Otonomi dan Diskriminasi
Robert Endi Jaweng ; Direktur
Eksekutif KPPOD, Jakarta
|
KOMPAS, 19 Juni 2015
Terbitnya instruksi
wali kota Banda Aceh belum lama ini, yang membatasi jam malam bagi perempuan
berada di luar rumah, kembali "mengonfirmasi" soal serius dalam
kehidupan publik kita. Selain esensinya yang sulit dicerna nalar dan tak
urgen dari sisi kebutuhan hukum setempat, kebijakan semacam ini selalu
berulang muncul di bumi Tanah Rencong, seperti halnya pula terjadi di kabupaten/kota
lain di Jawa Barat, Sumatera Barat, Sulawesi Selatan, dan lain-lain tempat,
tanpa respons tegas dari pemerintah pusat.
Bias tafsir otonomi,
di antara aneka faktor lain, tampaknya jadi sebab utama. Terlebih dalam
konteks Aceh di mana berlaku status otonomi khusus dalam kadar yang melampaui
skema desentralisasi asimetris yang lazim. Di sini, agenda setting tidak saja
disusun untuk meresonansi kondisi spesifik dan keragaman lokal, juga
menyiratkan aksentuasi yang tegas untuk berlainan dari daerah-daerah
berotonomi biasa/jamak dan bahkan ingin berbeda dari kebijakan pusat. Dalam
orientasi dan bobot setara, munculnya perda bernuansa agama, regulasi
pengaturan perilaku dan tata busana, hingga pilih kasih politik alokasi
fiskal mencerminkan upaya restriksi ke dalam (internal daerah) dan
diferensiasi ke luar sebagai penegasan identitas pembeda dari daerah-daerah
lain.
Ambiguitas pemda
Desentralisasi/otonomi
di Indonesia memang didesain sebagai kerangka administratif guna mewadahi
pengaturan-pengelolaan keragaman lokal. Otonomi menjadi struktur kesempatan
baru bagi munculnya narasi dan ekspresi lokal yang pernah lama tiarap atau
tersembunyi di bawah karpet kekuasaan otokrasi-sentralistik sebelumnya.
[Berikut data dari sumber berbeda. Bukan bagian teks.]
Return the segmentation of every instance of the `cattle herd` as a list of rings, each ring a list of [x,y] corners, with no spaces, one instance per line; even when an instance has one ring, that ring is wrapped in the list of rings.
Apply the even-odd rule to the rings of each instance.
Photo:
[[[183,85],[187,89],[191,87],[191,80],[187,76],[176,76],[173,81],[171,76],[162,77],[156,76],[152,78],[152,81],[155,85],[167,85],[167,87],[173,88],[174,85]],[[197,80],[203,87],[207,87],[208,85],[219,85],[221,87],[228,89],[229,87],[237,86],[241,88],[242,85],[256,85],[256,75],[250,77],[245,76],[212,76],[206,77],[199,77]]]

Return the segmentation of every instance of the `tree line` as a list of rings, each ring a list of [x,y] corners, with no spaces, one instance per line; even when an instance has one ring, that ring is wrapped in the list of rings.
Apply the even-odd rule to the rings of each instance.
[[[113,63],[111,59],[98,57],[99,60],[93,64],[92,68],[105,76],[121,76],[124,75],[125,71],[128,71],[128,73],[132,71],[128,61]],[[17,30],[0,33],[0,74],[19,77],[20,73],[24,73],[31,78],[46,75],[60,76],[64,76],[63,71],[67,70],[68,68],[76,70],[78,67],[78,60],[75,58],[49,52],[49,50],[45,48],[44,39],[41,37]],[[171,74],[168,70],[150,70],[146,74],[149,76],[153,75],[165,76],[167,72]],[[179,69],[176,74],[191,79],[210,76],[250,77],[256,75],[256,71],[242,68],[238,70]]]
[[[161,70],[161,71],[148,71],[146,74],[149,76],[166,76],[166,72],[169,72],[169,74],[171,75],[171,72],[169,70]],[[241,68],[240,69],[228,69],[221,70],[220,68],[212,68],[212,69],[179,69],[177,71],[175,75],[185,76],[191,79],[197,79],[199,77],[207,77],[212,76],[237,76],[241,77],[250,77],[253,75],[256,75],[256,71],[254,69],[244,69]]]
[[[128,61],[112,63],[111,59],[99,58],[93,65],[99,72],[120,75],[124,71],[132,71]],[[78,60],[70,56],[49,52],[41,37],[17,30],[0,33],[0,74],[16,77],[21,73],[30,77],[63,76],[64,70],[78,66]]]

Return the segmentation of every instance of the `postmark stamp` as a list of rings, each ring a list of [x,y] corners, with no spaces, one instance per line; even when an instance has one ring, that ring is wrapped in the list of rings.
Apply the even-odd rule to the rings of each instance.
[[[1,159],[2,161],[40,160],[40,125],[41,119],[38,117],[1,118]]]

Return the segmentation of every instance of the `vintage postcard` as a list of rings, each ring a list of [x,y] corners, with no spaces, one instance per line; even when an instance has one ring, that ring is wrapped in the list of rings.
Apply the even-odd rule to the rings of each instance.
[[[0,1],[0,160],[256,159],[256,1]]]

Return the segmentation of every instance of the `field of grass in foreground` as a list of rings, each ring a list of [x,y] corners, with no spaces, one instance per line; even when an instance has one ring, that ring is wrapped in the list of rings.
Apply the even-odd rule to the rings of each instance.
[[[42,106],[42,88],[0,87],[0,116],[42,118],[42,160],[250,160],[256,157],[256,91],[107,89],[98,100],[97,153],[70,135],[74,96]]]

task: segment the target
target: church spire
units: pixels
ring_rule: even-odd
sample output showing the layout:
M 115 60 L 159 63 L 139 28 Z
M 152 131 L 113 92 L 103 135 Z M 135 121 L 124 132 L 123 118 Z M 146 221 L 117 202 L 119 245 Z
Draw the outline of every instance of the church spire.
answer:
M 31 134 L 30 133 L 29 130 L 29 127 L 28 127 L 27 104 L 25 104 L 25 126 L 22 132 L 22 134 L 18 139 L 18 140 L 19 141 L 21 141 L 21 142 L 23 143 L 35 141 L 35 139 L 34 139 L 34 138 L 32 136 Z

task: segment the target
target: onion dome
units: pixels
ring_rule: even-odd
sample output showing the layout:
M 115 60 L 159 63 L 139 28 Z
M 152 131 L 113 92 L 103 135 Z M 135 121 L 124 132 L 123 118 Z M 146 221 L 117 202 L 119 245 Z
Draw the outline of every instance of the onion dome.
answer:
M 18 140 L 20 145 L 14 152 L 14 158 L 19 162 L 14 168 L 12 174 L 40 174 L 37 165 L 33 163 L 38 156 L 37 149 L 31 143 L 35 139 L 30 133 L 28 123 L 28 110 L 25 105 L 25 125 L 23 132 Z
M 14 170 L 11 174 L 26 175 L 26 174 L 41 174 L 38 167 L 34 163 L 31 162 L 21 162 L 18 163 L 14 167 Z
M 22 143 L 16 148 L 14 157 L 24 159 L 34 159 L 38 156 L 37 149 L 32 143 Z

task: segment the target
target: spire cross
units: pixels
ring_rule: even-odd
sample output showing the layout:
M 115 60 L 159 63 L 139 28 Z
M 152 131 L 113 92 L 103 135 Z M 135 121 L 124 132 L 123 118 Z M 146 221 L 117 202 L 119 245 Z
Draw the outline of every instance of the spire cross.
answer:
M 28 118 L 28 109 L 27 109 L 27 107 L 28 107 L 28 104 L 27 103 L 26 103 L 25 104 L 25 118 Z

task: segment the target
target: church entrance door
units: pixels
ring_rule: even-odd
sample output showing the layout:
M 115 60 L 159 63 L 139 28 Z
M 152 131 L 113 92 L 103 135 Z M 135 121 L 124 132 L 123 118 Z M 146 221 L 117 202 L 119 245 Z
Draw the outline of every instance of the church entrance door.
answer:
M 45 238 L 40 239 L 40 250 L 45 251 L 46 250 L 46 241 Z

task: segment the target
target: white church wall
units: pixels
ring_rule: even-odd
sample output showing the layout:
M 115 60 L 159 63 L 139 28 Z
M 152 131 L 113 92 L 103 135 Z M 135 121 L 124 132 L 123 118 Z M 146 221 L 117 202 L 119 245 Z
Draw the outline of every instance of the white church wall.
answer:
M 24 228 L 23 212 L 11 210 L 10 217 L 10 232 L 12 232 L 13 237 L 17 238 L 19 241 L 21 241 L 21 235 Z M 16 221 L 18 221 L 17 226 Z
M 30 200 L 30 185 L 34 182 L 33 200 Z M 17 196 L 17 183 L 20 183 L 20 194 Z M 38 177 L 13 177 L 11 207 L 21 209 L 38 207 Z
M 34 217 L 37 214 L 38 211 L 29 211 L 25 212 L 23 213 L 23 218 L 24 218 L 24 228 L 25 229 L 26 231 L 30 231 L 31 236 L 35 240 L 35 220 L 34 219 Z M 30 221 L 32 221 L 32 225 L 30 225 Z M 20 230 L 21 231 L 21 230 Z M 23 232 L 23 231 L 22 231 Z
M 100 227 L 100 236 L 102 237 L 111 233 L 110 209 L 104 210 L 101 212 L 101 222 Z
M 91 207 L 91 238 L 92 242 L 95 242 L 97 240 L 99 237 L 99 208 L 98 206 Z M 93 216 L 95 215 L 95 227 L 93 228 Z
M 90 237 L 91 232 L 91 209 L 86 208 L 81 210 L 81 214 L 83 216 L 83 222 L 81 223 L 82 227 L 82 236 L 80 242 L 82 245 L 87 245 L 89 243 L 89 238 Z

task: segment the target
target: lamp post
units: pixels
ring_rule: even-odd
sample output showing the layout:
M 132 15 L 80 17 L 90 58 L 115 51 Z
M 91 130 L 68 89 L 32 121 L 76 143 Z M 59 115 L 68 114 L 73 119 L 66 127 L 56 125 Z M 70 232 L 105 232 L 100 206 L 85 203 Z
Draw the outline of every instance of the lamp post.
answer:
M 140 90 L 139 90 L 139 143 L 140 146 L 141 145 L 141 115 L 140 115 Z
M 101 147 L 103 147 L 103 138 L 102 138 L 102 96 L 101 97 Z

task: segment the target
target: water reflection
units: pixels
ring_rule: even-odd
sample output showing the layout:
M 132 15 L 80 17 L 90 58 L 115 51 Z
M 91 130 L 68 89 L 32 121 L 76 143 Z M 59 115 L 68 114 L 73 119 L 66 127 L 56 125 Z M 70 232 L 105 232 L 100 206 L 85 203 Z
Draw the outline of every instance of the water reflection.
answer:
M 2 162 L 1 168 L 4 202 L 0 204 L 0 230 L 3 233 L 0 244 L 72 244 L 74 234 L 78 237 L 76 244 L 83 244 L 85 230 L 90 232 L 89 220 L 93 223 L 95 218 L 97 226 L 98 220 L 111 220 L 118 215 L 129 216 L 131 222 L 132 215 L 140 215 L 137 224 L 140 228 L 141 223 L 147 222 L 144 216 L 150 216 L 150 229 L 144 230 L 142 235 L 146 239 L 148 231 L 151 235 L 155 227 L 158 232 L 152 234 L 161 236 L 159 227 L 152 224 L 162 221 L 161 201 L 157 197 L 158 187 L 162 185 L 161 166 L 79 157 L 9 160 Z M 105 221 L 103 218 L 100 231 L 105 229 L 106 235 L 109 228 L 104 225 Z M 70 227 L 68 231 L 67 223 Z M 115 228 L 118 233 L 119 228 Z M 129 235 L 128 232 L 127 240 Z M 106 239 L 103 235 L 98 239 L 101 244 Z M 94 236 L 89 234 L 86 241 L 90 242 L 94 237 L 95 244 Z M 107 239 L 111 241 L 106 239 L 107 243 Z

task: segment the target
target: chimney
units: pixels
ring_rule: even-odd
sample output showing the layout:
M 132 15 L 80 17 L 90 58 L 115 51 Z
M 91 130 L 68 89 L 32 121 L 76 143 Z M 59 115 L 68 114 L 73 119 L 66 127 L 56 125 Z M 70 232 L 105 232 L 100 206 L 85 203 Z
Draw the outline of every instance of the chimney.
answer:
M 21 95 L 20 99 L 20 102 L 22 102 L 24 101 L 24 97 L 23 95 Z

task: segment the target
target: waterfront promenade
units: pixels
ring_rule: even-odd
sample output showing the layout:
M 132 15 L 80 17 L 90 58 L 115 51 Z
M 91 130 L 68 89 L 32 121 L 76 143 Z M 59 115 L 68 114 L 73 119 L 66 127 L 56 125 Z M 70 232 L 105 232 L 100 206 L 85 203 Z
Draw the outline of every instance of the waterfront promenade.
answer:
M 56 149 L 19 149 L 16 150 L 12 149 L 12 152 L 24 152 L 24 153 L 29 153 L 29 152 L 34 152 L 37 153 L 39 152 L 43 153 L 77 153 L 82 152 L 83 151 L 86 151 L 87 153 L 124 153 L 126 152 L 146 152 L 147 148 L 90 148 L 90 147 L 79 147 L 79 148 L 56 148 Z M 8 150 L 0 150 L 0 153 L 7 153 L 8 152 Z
Bahkan, dalam praktiknya yang eksesif, otonomi tak jarang bagai kotak
pandora: berhamburannya identitas-identitas lokal secara arbitrer yang dalam
interrelasinya melibatkan kontestasi tak bebas nilai dan hasrat saling
mengalahkan.
Pada perkembangan
lanjut, atas nama otonomi, daerah tampak begitu getol menegaskan perbedaannya
secara eksternal dari daerah lain atau dengan pakem kebijakan nasional,
tetapi cenderung lemah atau abai merekognisi keragaman internal daerah itu
sendiri sebagai entitas lokal yang hakikatnya memang tak tunggal. Ambiguitas
demikian membuat pemda sulit bersikap asertif atas munculnya upaya dominasi
hingga kriminalisasi oleh suatu kekuatan sosial di aras masyarakat. Tidak
saja membiarkan (crime by omission),
pemda justru turut menyulut (crime by
commission) munculnya konflik komunal yang berkelindan dengan praktik
eksploitasi/politisasi identitas.
Celakanya, ambiguitas
itu bergerak jauh merasuk ruang formil negara-lewat regulasi atau instrumen
fiskal-yang melembagakan praktik diskriminasi dalam aras kebijakan resmi
pemerintah. Otonomi tidak dikerjakan dalam mandat sejatinya untuk
mengafirmasi lapisan sosial seperti kaum marjinal, minoritas, perempuan, dan
anak yang memerlukan keberpihakan dan hadirnya negara.
Alih-alih, jamak
terjadi justru otonomi itu dipakai pemda untuk memproteksi dan memfavoritkan
mayoritas dan kelompok kuat yang sebenarnya tak perlu "dibela"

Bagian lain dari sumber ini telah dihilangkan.